In response to Aaiko
Zynga went public yesterday.

They are not close to worth more than Activision-Blizzard, nor worth more than EA, never mind worth more than both combined.
In response to Airjoe
Airjoe wrote:
Zynga went public yesterday.

They are not close to worth more than Activision-Blizzard, nor worth more than EA, never mind worth more than both combined.

What I said really bothered you, didn't it? Haha.

I don't even care about Zynga, haven't played any of their games, don't really know anything about them. I was just stating that they make a lot of money with little work. So their stock offering flopped, fine, nobody can foresee that, but they did raise $1 billion during the process and they just make a lot of money in general. Which was the point I was trying to raise. A lot of money can be made in web/Flash games.

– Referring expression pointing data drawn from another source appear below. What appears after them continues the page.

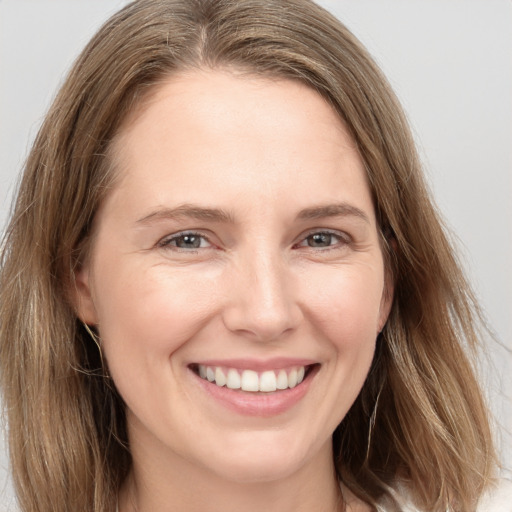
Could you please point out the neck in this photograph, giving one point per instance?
(170, 483)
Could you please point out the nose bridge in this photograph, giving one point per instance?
(263, 304)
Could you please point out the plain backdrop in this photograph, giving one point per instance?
(450, 63)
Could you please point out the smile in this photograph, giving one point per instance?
(251, 380)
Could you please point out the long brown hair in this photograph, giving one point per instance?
(420, 418)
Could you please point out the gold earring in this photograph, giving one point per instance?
(97, 341)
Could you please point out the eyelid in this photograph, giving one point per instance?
(344, 237)
(166, 240)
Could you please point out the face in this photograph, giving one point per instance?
(236, 277)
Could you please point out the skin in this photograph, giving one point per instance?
(262, 151)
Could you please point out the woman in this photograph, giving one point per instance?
(224, 285)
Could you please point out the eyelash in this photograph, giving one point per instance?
(171, 240)
(341, 239)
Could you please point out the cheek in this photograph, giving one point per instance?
(345, 303)
(146, 315)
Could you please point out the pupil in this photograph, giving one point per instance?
(189, 241)
(320, 240)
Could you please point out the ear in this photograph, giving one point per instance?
(82, 297)
(386, 301)
(388, 291)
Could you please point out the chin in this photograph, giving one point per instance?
(260, 460)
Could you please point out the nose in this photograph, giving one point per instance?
(262, 302)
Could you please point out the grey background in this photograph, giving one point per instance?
(450, 63)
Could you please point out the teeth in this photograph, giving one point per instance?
(292, 378)
(300, 374)
(233, 381)
(268, 381)
(252, 381)
(282, 380)
(220, 378)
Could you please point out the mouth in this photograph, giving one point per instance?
(253, 381)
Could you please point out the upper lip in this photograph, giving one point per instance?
(261, 365)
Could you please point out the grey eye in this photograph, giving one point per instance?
(320, 240)
(188, 241)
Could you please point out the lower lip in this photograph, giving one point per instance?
(257, 404)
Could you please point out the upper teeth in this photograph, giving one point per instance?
(250, 380)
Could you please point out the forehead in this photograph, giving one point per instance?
(212, 134)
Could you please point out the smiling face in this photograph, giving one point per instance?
(239, 249)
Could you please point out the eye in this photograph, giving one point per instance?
(186, 241)
(323, 239)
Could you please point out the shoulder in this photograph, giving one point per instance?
(497, 499)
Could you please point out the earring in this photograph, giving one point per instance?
(97, 342)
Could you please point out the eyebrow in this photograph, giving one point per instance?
(219, 215)
(333, 210)
(187, 210)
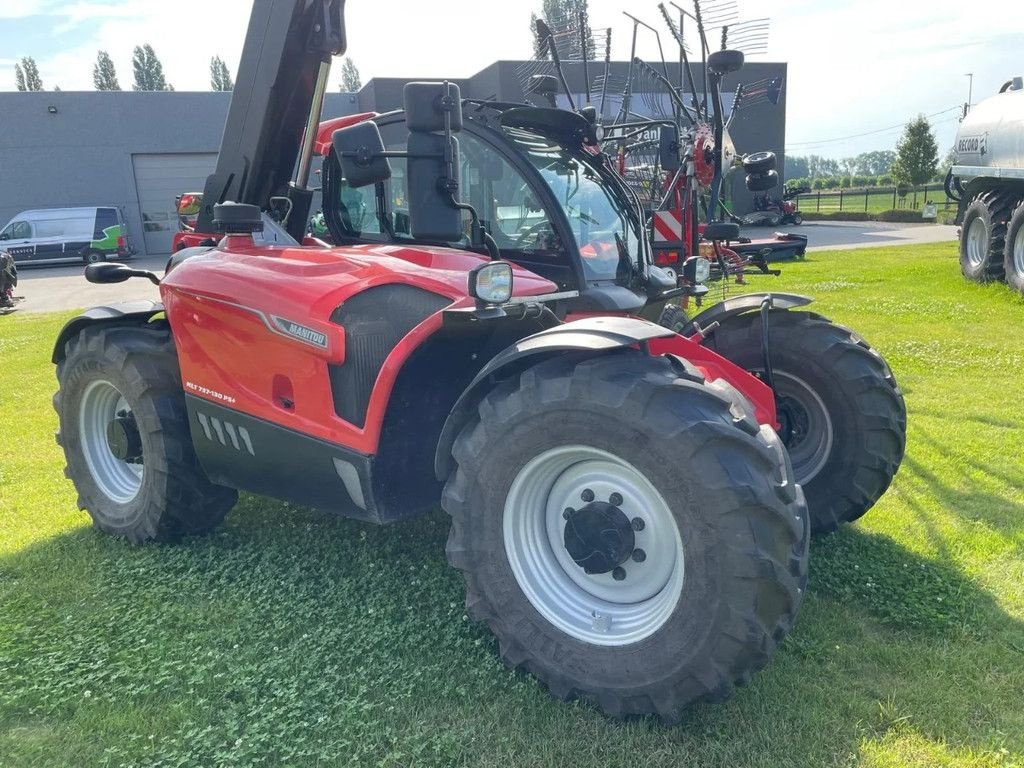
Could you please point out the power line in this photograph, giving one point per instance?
(865, 133)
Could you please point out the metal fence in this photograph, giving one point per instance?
(876, 200)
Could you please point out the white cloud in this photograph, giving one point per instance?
(854, 65)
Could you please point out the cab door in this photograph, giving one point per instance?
(16, 239)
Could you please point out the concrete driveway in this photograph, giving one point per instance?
(838, 236)
(52, 289)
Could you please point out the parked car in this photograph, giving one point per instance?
(89, 235)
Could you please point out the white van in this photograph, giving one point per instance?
(67, 235)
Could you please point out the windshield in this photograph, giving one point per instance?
(598, 216)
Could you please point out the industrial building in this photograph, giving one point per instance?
(137, 151)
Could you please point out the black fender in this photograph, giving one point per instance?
(739, 304)
(592, 336)
(126, 312)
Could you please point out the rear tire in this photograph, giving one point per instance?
(983, 236)
(1013, 256)
(129, 376)
(844, 419)
(718, 496)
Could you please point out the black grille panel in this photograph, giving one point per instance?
(374, 322)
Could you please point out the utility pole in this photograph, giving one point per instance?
(970, 92)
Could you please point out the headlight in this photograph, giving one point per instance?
(492, 284)
(696, 270)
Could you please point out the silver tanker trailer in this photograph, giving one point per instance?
(987, 181)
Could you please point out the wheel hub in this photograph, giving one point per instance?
(599, 537)
(123, 438)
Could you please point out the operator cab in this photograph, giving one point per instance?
(555, 210)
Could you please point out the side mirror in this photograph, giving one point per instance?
(433, 113)
(431, 108)
(104, 273)
(360, 152)
(544, 85)
(432, 211)
(668, 147)
(725, 61)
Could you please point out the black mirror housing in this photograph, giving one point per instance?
(360, 154)
(432, 212)
(427, 104)
(668, 148)
(104, 273)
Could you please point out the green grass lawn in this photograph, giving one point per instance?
(293, 637)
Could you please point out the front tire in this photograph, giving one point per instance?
(1013, 256)
(125, 434)
(843, 417)
(983, 236)
(711, 577)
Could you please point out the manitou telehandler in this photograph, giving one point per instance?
(623, 509)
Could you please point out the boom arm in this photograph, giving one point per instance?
(275, 108)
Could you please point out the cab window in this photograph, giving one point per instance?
(16, 230)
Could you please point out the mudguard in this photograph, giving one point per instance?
(595, 335)
(598, 336)
(129, 311)
(739, 304)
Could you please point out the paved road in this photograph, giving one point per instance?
(838, 236)
(52, 289)
(55, 288)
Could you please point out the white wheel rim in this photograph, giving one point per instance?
(977, 243)
(1019, 251)
(117, 479)
(594, 608)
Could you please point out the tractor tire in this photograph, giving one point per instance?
(124, 430)
(843, 417)
(983, 236)
(1013, 254)
(644, 455)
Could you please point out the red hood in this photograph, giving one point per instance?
(313, 282)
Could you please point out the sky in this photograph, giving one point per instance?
(855, 67)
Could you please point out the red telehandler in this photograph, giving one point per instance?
(623, 509)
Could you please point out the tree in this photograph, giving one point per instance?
(565, 17)
(103, 76)
(148, 71)
(916, 154)
(350, 81)
(27, 75)
(220, 78)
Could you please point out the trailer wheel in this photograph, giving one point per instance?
(842, 416)
(1013, 257)
(125, 434)
(983, 236)
(628, 531)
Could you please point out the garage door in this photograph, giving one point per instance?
(159, 179)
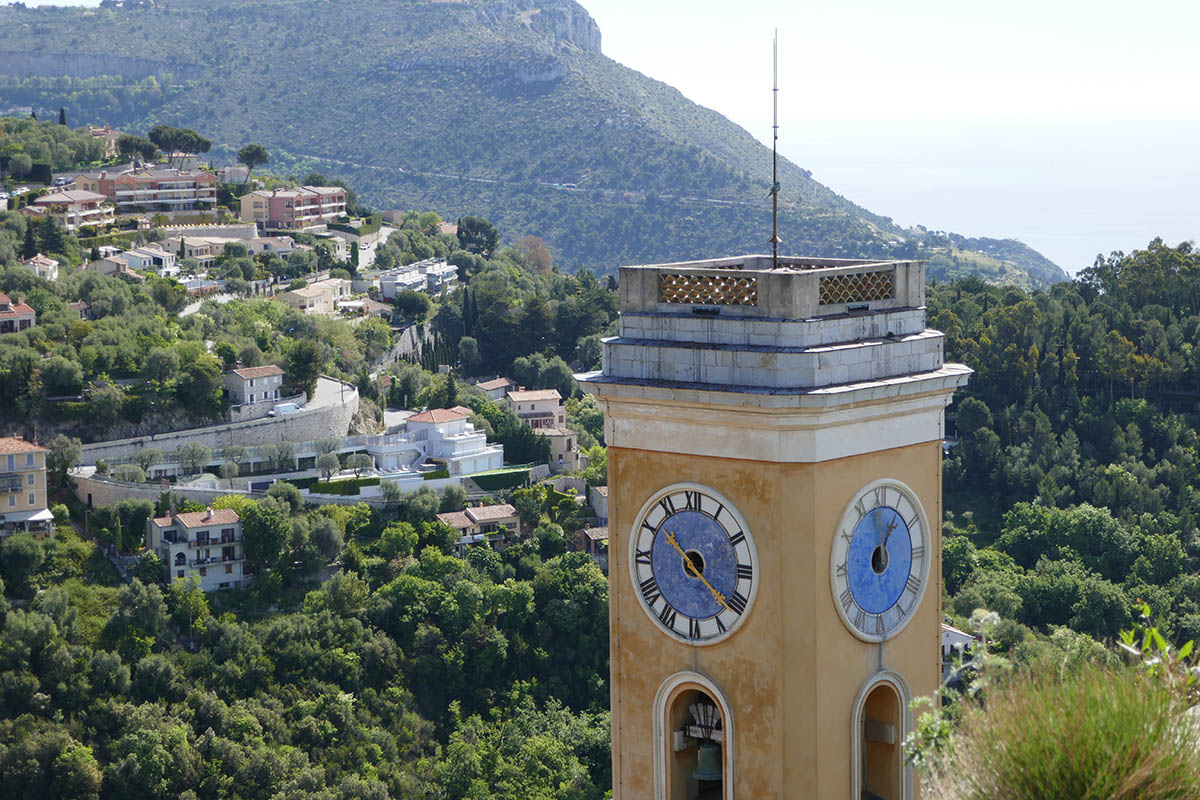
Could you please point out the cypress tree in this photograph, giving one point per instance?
(29, 250)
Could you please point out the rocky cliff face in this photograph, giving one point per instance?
(78, 65)
(565, 20)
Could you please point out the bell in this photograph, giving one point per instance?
(708, 764)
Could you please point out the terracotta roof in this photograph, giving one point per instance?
(69, 198)
(257, 372)
(456, 519)
(438, 415)
(497, 383)
(13, 445)
(553, 432)
(198, 518)
(534, 395)
(490, 513)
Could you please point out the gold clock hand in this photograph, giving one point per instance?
(688, 565)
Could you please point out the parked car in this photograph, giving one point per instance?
(280, 409)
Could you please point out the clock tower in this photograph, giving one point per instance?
(774, 434)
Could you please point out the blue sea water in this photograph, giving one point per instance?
(1069, 188)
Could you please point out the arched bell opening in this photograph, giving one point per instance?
(695, 740)
(881, 722)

I was just going based off what I've read. I'm not a company worth expert. :P

I'm glad you've set the BYOND forums Zynga worth record straight, though. Haha.
In response to Aaiko
Aaiko wrote:
So their stock offering flopped, fine, nobody can foresee that,

Actually, pretty much everyone who commented on it while knowing anything about the game industry foresaw this outcome. Zynga doesn't have a shred of originality, they have the sort of developer culture which drives innovation, their games are starting to stagnate, and even if they released another hit they would just be cannibalizing their own player base.

But yeah, all that aside they still make more money than they should simply because of their distribution channels and revenue structure.